Est-ce le signe d'un refroidissement des relations entre Ottawa et le Kremlin? Le premier ministre Stephen Harper a affirmé à deux reprises la semaine dernière qu'il est de plus en plus préoccupé par les incursions de la Russie dans l'espace aérien du Canada. Des experts croient plutôt que le premier ministre cherche à gagner des points ici, sur le continent nord-américain.

«Ils testent notre espace aérien plus fréquemment qu'ils ne l'ont fait depuis longtemps, très longtemps. Cela représente une agression non seulement dans l'Arctique mais une agression de façon générale. Et elle est de plus en plus préoccupante», a déclaré le premier ministre dans une entrevue qu'il a accordée au Wall Street Journal lundi dernier, lors de son passage à New York, et publiée samedi sur le site internet du quotidien américain. Selon le Wall Street Journal, le gouvernement Harper aurait même laissé entendre que le Canada considère désormais la Russie comme une menace.

Vendredi, lors d'un point de presse en Saskatchewan, Stephen Harper s'est plaint des «actions de plus en plus agressives de la Russie» et de ses «intrusions dans l'espace aérien canadien». Il réagissait à la nouvelle selon laquelle un avion militaire russe avait été intercepté à la porte de l'espace aérien du Grand Nord canadien, peu avant la visite du président américain Barack Obama à Ottawa, la semaine dernière.

«Harper essaie d'utiliser ces faits à des fins de politique intérieure. Il agite la menace russe pour montrer aux électeurs à quel point la question de la souveraineté canadienne dans la région arctique est importante et qu'il est à même de la défendre», dit Frédéric Lasserre, de l'Université Laval.

«On a souvent reproché aux libéraux de ne pas avoir une approche assez forte et décisive, alors Harper mise sur la force et la puissance», ajoute Philippe Lagassé, professeur à l'Université d'Ottawa. M. Lagassé croit aussi que Stephen Harper a voulu détourner l'attention du public de la mission en Afghanistan et rassurer les Américains sur sa participation au Commandement de la défense aérospatiale de l'Amérique du Nord (NORAD).

Ces deux experts minimisent ainsi la portée de ces propos sur les relations Canada-Russie. «Moscou n'est pas dupe. Il joue le même jeu avec son électorat», dit M. Lasserre, qui compare les propos de M. Harper au drapeau que les Russes avaient planté au fond de l'océan Arctique en 2007.
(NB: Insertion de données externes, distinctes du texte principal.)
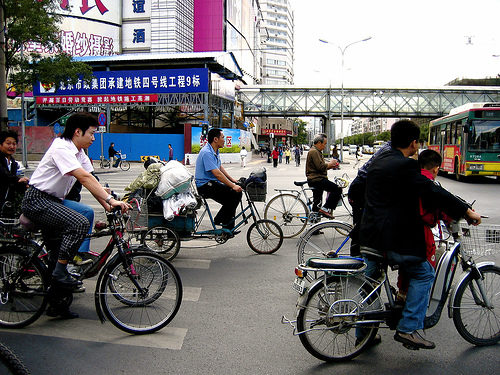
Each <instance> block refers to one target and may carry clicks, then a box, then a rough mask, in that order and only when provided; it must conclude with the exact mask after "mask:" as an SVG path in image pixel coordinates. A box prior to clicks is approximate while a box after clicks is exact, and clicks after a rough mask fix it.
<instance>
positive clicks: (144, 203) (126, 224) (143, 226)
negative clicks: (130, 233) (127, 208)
mask: <svg viewBox="0 0 500 375" xmlns="http://www.w3.org/2000/svg"><path fill="white" fill-rule="evenodd" d="M135 199H137V202H138V203H139V208H137V207H135V206H132V207H133V210H131V211H130V214H129V219H128V220H127V224H126V226H125V228H126V230H127V232H130V233H133V232H142V231H145V230H147V229H148V200H147V198H143V197H135Z"/></svg>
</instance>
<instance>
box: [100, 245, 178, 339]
mask: <svg viewBox="0 0 500 375" xmlns="http://www.w3.org/2000/svg"><path fill="white" fill-rule="evenodd" d="M126 257H127V259H126V261H125V262H122V261H117V262H114V263H112V264H111V265H110V266H107V267H106V269H105V271H103V272H104V276H103V279H102V281H101V282H100V284H99V285H98V286H97V288H98V290H99V298H100V304H101V307H102V309H103V312H104V314H105V315H106V317H107V318H108V319H109V320H110V321H111V323H113V324H114V325H115V326H116V327H117V328H119V329H121V330H123V331H125V332H128V333H134V334H145V333H151V332H155V331H158V330H160V329H162V328H163V327H165V326H166V325H167V324H168V323H170V321H171V320H172V319H173V318H174V317H175V315H176V314H177V311H179V307H180V305H181V301H182V283H181V279H180V277H179V274H178V273H177V271H176V270H175V268H174V267H173V266H172V265H171V264H170V263H169V262H168V261H166V260H165V259H163V258H162V257H161V256H159V255H157V254H153V253H148V252H140V251H138V252H134V253H128V254H127V255H126ZM124 263H127V264H128V266H125V265H124ZM134 281H135V283H134ZM136 284H137V285H139V286H140V288H138V287H137V285H136Z"/></svg>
M. Lagassé émet néanmoins quelques réserves. « Si le Canada adopte une position très dure et agressive sur les enjeux militaires, la coopération sur d'autres dossiers, économiques notamment, pourrait devenir plus difficile. » Mais pas impossible.

L'opposition fulmine

Ces commentaires répétés de M. Harper ont fait sursauter les partis de l'opposition. Le député du NPD Paul Dewar accuse le premier ministre de miner les chances du Canada de s'entendre à l'amiable avec la Russie sur les moyens à prendre pour contrer les effets des changements climatiques et sur l'avenir du passage libéré par la fonte des glaces. «Il est plus facile pour les conservateurs de brandir l'épouvantail russe et de prétendre qu'ils vont leur tenir tête que d'opter sur une approche basée sur la coopération. Il faut regarder les vrais problèmes et dialoguer», dit M. Dewar.

Le député libéral Denis Coderre, critique en matière de défense, dénonce le flou qu'entretient Ottawa sur les gestes qu'a réellement faits la Russie: «Harper parle d'intrusion dans l'espace aérien, alors que Peter McKay (ministre de la Défense) dit que les avions ont frôlé l'espace aérien.» La distinction, relève-t-il, est majeure : «Si la Russie a effectivement pénétré dans notre espace aérien, elle a envoyé un message au pays et tenté d'assumer une territorialité.»

Selon M. Lagassé, cette possibilité est toutefois très mince. «Ottawa est même certainement au courant de tous les déplacements des avions russes. Les deux pays ne peuvent pas se permettre de courir le risque qu'il y ait un accident.»